La laïcité : tout le monde en parle et personne ne sait vraiment ce que c’est… notamment les textes officiels français ! Tous ignorent le terme « laïcité » et, quand ils emploient le mot « laïc », c’est dans des sens différents. « La République est laïque », affirme la Constitution de 1958, mais ce que cela signifie concrètement n’est écrit nulle part. Si l’on remonte aux débats parlementaires de la Constitution de 1946, on observe deux conceptions alors affrontées :

  1. La séparation militante des églises et de l’Etat, sur le modèle de la loi de 1905 ;
  2. La neutralité libérale de l’Etat à l’égard de toute religion, issue de la liberté de conscience définie par la Déclaration des Droits de l’homme de 1789 (art.10) et de la liberté de culte admise par la Constitution de 1791.

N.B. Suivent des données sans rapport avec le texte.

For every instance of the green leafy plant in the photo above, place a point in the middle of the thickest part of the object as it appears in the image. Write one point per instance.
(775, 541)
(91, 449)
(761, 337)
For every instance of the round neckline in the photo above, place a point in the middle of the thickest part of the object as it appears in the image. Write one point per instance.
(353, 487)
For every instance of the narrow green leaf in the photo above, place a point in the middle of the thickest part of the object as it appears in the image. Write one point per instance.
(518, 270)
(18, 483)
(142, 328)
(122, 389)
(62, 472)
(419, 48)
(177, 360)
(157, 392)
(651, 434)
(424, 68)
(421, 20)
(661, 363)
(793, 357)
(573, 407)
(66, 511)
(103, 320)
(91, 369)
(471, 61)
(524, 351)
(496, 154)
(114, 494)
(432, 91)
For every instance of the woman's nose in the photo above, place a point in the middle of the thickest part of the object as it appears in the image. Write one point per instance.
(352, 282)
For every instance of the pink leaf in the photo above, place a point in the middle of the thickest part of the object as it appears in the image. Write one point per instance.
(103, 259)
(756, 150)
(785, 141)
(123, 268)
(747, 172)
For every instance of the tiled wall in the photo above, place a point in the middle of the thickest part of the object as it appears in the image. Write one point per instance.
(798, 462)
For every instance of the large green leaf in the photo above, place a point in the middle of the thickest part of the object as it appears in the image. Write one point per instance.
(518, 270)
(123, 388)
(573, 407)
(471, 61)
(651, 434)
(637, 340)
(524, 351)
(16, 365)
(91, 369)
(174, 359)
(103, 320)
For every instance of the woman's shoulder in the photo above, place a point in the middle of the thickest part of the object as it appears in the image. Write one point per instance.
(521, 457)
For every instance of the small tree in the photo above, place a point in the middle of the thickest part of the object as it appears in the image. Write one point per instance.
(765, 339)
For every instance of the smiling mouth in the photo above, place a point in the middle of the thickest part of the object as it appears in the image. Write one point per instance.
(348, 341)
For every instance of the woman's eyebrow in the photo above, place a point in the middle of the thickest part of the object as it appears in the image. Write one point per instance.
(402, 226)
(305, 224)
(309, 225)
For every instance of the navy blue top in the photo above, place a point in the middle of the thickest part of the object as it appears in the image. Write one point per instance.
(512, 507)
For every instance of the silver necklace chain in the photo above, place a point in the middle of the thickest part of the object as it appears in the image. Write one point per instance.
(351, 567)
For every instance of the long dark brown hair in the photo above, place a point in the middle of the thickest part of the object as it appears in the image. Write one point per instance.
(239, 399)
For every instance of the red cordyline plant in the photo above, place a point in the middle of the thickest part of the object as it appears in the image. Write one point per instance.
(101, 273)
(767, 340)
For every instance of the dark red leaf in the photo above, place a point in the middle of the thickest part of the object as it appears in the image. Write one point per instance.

Le mot « laïcité » n’apparaît dans le dictionnaire du français qu’en 1871 – lorsque le Pape est enfermé au Vatican par les armées. Il n’est pas un concept universel, l’anglais ne retient par exemple que « secularism » qui signifie avant tout attachement au monde, au temporel, libre-pensée, doctrine des partisans de la laïcité, voire matérialisme. « Laical » et « laicize » ont été empruntés au français pour figurer ce terme abstrait du Grand Principe, qui n’a guère de signification pour les anglophones – d’où les incompréhensions anglaise et américaine. L’école « laïque » est ainsi pragmatiquement appelée « non-clerical » ou « undenominational » (sans appartenance revendiquée).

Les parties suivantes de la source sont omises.